Enfin en 1555, Belon publia son Histoire
de la nature des Oyseaux, avec leurs descriptions et naïfs pourtraicts,
retirez du naturel, escrite en sept livres (Paris, 1555, in-fol.),
ouvrage dans lequel il s'est surtout révélé comme
un observateur sagace et un penseur profond.

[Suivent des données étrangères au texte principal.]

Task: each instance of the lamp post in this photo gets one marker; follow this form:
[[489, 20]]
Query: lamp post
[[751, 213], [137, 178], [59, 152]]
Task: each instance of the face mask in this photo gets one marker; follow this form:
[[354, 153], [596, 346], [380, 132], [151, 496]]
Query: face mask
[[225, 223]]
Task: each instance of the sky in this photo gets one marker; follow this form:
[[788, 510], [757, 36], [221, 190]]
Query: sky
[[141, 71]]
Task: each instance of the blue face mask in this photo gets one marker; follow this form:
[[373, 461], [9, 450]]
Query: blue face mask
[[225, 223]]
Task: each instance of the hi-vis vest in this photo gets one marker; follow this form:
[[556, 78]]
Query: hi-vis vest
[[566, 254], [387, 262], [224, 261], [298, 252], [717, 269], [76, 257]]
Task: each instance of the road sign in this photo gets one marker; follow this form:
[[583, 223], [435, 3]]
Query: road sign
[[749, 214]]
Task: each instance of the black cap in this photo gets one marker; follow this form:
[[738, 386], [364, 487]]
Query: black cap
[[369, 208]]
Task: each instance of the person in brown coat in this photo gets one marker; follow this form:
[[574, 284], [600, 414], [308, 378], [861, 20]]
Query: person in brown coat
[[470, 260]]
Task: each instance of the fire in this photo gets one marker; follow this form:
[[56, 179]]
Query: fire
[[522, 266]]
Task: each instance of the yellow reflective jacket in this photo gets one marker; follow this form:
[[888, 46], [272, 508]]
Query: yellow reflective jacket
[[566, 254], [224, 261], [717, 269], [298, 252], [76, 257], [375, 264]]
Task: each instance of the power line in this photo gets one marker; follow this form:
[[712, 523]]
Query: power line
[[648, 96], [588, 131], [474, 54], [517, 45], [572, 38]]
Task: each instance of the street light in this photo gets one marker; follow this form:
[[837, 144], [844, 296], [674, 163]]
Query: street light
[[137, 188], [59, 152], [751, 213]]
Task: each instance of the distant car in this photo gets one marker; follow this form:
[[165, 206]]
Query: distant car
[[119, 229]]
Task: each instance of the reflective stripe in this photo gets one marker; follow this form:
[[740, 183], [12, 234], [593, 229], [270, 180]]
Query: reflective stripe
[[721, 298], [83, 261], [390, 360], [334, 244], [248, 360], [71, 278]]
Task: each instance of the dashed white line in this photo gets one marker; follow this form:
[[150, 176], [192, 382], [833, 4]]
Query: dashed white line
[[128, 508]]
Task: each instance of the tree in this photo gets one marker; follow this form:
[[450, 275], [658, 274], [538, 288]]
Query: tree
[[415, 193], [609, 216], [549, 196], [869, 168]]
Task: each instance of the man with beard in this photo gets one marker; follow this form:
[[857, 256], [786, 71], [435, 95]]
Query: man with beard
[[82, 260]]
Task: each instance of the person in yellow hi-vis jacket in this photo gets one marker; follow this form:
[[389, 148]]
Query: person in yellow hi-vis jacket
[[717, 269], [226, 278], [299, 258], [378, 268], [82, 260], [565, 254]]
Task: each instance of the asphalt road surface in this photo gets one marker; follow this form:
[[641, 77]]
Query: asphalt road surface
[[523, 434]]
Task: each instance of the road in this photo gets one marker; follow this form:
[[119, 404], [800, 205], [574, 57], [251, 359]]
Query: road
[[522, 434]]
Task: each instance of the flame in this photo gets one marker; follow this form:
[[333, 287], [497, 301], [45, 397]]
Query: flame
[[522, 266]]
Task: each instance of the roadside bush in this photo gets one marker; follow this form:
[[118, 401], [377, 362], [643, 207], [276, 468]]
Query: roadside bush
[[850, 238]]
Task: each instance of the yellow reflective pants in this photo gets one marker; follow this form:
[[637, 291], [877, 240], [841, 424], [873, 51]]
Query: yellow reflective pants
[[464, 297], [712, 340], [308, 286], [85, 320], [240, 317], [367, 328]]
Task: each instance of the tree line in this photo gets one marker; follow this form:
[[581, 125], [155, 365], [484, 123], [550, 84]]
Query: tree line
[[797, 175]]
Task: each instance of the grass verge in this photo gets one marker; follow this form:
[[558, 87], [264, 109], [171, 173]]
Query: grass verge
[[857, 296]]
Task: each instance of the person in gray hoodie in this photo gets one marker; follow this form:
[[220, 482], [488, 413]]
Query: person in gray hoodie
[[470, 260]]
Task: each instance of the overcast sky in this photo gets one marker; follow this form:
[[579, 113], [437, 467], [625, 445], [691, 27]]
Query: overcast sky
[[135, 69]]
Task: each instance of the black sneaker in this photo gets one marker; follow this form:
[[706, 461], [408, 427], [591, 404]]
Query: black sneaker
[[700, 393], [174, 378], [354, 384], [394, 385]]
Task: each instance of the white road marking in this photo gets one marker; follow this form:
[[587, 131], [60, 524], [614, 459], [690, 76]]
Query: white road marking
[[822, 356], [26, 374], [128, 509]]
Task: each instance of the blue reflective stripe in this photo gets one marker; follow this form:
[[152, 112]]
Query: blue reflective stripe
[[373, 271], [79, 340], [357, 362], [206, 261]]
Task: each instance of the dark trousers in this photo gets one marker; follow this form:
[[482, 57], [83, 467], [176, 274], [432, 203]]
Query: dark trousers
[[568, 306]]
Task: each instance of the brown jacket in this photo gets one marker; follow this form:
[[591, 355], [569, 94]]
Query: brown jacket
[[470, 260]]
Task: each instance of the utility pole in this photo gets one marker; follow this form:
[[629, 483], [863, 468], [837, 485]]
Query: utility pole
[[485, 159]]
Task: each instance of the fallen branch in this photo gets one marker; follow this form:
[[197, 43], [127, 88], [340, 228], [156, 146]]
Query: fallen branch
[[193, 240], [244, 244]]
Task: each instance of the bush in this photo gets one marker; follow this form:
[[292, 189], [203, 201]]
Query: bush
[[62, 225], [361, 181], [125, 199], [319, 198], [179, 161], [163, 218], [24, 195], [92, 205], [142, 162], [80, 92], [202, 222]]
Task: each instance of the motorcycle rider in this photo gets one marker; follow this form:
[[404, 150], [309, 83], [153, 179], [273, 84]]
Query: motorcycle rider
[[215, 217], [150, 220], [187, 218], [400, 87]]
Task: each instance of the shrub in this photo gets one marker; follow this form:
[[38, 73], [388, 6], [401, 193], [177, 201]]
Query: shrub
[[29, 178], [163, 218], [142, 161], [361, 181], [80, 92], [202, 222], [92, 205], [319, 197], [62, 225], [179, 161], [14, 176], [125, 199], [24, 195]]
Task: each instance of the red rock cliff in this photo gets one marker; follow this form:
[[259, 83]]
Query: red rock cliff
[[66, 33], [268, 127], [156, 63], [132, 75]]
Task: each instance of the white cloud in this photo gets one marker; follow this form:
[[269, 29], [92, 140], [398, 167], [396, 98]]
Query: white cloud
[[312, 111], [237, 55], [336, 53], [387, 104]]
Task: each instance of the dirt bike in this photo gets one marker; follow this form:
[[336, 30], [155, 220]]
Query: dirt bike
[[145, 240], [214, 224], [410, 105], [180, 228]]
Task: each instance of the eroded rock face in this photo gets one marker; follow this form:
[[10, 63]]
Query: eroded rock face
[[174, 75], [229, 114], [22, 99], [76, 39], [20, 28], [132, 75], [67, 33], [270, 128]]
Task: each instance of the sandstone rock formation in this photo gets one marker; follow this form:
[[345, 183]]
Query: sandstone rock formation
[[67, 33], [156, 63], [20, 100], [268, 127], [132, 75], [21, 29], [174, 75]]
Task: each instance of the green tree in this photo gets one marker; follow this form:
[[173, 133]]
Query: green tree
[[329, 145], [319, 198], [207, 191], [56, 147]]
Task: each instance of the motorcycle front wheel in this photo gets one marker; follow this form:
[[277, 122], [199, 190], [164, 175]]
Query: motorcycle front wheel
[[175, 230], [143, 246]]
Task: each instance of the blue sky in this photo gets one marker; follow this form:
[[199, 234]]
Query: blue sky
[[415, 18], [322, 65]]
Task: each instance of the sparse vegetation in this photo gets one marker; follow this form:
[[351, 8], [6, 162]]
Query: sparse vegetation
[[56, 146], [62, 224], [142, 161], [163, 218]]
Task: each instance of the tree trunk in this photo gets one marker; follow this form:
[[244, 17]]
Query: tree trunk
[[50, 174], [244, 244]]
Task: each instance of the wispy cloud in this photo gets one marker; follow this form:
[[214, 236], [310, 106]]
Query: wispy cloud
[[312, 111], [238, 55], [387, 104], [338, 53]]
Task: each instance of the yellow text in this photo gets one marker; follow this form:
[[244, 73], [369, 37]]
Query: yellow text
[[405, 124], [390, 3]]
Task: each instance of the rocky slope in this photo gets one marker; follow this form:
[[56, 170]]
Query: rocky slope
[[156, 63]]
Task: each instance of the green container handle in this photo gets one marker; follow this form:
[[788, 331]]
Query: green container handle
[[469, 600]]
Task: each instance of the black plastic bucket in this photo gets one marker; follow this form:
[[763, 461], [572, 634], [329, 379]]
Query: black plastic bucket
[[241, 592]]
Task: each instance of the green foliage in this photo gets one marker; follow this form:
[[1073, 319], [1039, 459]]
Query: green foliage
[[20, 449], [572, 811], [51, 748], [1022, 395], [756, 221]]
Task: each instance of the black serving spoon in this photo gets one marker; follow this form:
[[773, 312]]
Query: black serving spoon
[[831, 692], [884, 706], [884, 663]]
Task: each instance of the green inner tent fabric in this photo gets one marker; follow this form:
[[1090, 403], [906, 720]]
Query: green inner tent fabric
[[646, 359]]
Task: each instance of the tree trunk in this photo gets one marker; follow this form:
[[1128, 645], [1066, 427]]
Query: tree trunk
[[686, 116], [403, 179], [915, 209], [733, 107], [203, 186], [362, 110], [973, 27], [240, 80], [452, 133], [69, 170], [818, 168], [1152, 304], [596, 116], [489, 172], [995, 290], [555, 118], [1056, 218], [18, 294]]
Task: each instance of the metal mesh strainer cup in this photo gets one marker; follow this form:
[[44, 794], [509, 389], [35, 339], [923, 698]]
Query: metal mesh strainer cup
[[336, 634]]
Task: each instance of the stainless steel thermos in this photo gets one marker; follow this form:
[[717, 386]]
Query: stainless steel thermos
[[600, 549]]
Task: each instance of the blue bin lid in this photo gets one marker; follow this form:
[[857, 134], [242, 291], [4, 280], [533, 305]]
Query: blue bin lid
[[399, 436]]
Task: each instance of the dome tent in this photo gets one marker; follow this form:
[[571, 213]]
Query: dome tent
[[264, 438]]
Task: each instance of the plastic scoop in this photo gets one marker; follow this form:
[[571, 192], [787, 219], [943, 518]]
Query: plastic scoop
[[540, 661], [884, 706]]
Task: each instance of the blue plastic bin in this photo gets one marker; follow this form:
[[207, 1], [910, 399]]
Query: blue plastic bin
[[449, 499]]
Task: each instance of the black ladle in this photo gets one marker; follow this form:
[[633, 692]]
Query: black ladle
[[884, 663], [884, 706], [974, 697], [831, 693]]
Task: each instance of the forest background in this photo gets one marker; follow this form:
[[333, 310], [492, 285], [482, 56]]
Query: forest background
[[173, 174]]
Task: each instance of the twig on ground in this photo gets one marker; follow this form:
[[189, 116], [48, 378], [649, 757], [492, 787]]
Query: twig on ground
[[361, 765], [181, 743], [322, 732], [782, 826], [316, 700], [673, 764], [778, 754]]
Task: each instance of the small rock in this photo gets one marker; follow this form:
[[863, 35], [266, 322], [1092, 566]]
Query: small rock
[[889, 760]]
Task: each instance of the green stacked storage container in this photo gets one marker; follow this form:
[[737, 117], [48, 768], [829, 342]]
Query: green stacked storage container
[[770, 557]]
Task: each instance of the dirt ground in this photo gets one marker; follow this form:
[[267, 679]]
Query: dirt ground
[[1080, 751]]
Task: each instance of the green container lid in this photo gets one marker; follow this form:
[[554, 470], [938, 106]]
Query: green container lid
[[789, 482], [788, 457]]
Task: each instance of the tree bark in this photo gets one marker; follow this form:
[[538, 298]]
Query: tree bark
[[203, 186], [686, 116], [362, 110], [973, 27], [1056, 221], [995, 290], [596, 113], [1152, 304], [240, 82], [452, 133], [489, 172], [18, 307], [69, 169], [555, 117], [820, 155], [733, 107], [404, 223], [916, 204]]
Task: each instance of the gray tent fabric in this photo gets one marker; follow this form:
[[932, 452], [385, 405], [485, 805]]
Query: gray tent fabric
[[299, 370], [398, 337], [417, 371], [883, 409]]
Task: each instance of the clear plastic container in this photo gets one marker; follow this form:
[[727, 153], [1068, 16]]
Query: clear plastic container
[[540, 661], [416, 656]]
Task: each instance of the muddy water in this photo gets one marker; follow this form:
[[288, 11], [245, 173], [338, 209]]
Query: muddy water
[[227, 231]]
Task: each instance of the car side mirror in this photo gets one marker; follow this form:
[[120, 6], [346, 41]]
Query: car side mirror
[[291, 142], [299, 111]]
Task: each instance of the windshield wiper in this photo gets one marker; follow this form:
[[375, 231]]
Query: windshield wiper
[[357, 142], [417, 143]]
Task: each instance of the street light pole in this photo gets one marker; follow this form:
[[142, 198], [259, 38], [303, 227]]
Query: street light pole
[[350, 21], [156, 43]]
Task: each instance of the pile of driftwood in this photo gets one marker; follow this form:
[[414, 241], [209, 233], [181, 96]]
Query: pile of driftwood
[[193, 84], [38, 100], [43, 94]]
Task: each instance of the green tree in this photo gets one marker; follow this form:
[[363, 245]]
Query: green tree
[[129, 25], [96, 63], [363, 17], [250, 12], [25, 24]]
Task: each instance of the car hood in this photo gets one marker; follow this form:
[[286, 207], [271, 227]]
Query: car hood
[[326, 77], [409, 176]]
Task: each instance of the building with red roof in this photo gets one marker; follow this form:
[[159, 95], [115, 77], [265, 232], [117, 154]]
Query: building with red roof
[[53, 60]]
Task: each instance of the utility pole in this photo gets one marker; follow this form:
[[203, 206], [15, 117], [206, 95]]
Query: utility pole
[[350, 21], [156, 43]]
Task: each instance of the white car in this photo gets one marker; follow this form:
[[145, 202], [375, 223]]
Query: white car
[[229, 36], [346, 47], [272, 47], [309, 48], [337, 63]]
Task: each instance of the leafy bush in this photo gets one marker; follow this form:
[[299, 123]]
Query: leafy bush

Dans le premier livre de ce
traité, il pose les bases de la méthode comparative et ne
craint pas de mettre en parallèle le squelette de l'humain et celui
de l'oiseau .
«
L'on trouve, dit-il, quasi mêmes os en les ailes des oyseaux qu'ès
bras des hommes ou ès jambes de devant des animaux à quatre
pieds [...]. Tout ainsi qu'on dit la main estre le bout du bras, ainsi
il y a six osselets qui font le bout de l'aile. »
Le sens élevé de cette comparaison,
l'immense portée qu'elle a acquise entre les mains des naturalistes
modernes, l'audace de l'avoir exprimée dès le milieu du XVIe
siècle, sont certainement pour Belon le titre le plus glorieux à
l'admiration et à la reconnaissance de tous les savants. Deux cents
ans avant Geoffroy-Saint-Hilaire,
il pressentait l'unité de composition et montrait en quelque sorte
combien était féconde cette idée dans l'étude
comparée des êtres.
Dans un dernier ouvrage intitulé
: Remontrances sur le défaut du labour et culture des plantes,
et de la reconnaissance d'icelles, contenant la manière d'affranchir
les arbres sauvages (Paris, 1558, in-8, traduit en latin par Ch. de
l'Ecluse, sous le titre : Neglecta stirpium cultura, etc., Anvers,
Plantin, 1559, in-8, puis réuni aux Observations, avec le
portrait de Belon, édition latine, Anvers, 1605, in-fol.); Belon
invitait les médecins de Paris
à fonder un jardin pour l'éducation des plantes.
En 1556, sur la recommandation de ses protecteurs,
Henri
II lui fit délivrer une pension.
Charles
IX lui accorda un logement au château de Madrid au bois de Boulogne .
Là Belon entreprit une traduction avec commentaire des oeuvres de
Dioscoride
et de Théophraste. Il n'eut pas le
temps de terminer ce travail, il fut assassiné un soir, sur la route
de Paris, à l'âge de quarante-sept ans environ. (P.